I’m impressed how well wine-wayland already works. Some games still have issues with mouse locking, at least Overwatch doesn’t register the at all. But as they said, bugs will be fixed over time.
I have issues with game resolution, when using Wine-Wayland the only resolution available is the one already set for my display, which renders FSR completely useless. As well as this little cursor render bug that sticks a frozen windows cursor on the screen, though I’ve been able to work around this.
Maybe once it’s ready I’ll get my distro to package the staging patches version. I have no way of testing it because my game needs staging patches
I’m on 9.0 staging and can use wine with Wayland, but not everything works, window bars etc look somewhat off and some games don’t start at all, like Stardew Valley. Other games I tried failed to hide the cursor. Others worked just fine.
How do you make wine run without Xwayland? Just wondering if you could point me to some resource
It’s in the release notes, you add a Wayland driver to your prefix via registry entry and then unset DISPLAY before starting wine.
https://gitlab.winehq.org/wine/wine/-/releases/wine-9.0
The Wayland driver is not yet enabled by default. It can be enabled through the HKCU\Software\Wine\Drivers registry key by running:
wine reg.exe add HKCU\Software\Wine\Drivers /v Graphics /d x11,wayland
and then making sure that the DISPLAY environment variable is unset.
Note that the registry entry is per prefix.

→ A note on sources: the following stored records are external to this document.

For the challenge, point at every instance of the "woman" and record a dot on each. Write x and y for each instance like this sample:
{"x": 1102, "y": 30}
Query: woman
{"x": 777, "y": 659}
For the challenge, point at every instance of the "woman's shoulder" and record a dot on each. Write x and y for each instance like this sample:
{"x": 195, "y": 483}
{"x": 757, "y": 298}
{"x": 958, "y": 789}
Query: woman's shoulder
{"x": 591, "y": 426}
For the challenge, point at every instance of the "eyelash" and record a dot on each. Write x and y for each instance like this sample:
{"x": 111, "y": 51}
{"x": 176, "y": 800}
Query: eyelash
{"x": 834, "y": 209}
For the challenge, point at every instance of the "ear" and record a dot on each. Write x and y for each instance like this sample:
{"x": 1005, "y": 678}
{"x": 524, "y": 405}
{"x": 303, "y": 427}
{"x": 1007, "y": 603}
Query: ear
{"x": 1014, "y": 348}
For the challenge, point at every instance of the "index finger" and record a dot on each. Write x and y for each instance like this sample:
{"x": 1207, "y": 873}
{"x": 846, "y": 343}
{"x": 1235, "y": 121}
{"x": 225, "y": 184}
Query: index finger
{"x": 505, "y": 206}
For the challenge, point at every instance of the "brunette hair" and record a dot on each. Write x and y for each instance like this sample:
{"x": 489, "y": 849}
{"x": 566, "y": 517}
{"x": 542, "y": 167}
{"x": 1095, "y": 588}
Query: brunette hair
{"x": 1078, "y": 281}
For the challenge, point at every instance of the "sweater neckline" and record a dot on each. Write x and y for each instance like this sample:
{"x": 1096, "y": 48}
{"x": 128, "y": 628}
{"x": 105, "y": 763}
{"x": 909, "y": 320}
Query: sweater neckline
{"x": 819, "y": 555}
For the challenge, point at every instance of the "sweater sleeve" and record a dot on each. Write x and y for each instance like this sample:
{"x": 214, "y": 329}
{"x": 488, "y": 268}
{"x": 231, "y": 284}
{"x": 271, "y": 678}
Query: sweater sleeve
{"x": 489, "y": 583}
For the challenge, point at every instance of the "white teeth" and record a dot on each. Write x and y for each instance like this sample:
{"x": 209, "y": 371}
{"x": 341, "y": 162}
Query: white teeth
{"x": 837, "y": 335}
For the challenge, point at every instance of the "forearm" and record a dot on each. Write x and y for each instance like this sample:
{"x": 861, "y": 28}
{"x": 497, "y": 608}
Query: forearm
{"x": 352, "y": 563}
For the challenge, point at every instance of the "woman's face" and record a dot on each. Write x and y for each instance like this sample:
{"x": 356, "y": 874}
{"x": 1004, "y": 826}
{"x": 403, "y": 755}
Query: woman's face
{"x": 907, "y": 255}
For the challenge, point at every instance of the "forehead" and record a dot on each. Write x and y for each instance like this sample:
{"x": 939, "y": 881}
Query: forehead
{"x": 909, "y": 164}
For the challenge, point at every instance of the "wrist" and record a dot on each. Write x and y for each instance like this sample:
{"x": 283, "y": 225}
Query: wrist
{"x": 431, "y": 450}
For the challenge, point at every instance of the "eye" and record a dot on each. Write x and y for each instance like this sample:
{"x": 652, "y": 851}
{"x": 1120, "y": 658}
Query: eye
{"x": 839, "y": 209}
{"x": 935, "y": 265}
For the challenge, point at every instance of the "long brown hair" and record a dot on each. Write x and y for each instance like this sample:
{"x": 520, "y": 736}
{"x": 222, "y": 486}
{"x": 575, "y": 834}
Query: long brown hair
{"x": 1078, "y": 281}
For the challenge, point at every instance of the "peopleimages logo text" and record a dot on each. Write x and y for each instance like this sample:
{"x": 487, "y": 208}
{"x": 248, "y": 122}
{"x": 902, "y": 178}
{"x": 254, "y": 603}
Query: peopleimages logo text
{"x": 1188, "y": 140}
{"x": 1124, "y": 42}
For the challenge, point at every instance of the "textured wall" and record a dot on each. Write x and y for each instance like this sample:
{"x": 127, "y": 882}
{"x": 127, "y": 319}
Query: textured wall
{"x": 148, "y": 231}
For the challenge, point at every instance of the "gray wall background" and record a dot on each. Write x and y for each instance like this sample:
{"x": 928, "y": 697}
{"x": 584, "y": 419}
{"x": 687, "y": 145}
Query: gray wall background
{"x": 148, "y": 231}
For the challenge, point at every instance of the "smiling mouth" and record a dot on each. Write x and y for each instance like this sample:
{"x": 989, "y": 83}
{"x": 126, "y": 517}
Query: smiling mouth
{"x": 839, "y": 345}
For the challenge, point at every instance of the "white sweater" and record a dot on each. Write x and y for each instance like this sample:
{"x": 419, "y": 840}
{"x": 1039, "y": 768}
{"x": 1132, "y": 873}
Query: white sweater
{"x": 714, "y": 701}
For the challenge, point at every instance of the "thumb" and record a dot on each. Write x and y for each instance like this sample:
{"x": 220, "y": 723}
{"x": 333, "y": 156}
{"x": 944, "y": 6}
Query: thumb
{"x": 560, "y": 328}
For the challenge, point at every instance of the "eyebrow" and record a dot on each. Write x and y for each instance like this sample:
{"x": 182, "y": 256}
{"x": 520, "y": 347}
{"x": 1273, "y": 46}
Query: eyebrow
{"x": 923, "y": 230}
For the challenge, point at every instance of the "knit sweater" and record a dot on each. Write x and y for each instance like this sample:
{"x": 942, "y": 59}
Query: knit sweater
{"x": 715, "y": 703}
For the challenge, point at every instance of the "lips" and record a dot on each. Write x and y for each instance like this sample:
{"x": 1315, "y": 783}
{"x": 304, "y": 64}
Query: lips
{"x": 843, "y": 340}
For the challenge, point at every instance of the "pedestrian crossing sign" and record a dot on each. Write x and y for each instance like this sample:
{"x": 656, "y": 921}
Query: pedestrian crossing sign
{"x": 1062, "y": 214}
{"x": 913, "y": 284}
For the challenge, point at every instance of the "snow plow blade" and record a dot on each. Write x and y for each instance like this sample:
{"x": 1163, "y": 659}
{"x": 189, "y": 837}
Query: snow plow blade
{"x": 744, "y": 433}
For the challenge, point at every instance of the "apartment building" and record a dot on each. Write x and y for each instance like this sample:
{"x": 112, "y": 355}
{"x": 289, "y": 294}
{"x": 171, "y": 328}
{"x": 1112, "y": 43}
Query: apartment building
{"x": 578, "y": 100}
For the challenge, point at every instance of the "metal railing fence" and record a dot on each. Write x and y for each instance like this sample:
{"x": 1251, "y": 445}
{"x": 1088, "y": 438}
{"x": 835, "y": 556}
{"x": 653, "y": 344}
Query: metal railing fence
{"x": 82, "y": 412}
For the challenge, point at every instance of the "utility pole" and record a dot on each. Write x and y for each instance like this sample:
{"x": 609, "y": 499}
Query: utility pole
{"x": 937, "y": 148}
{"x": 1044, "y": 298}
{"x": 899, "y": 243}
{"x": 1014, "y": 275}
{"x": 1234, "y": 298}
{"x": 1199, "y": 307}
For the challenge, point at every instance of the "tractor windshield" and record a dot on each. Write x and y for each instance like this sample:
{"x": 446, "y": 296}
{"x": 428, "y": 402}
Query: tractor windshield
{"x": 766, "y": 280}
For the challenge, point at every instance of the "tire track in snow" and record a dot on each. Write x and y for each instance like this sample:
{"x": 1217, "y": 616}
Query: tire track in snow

/me stil trying to get MS Office working under Wine… But this Wine under Wayland is great news! I’m the developer of WineGUI so I’m in!
I’m assuming you probably already know since you’re making WineGUI, but older versions of Office (particularly Office 2010 32bit) are pretty simple to get working. Just need to install some dependencies with Winetricks.
I just realized that 2010 was 14 years ago…
Yea indeed… I try to get MS Office 2019 working… Which is… challenging. Just installing msxxml6 & riched20 won’t do it.
Are Wine apps ran isolated? Because we basically have no viruses on Linux, but I imagine running random of course legally obtained games may be very risky
No, the Linux filesystem is usually mounted as Z: in wine. Sandboxing through e.g. flatpak/bubblewrap with permissions set to only allow access to ~/Games should protect from many viruses.
Yes, but the virus will still run and make a damage around.
See https://wiki.winehq.org/FAQ#How_good_is_Wine_at_sandboxing_Windows_apps.3F from their FAQ
Wine does not sandbox in any way at all. When run under Wine, a Windows app can do anything your user can. Wine does not (and cannot) stop a Windows app directly making native syscalls, messing with your files, altering your startup scripts, or doing other nasty things.
You need to use AppArmor, SELinux or some type of virtual machine if you want to properly sandbox Windows apps.
Note that the winetricks sandbox verb merely removes the desktop integration and Z: drive symlinks and is not a true sandbox. It protects against errors rather than malice. It’s useful for, e.g., keeping games from saving their settings in random subdirectories of your home directory.
So yes, Bottles Flatpak for the win!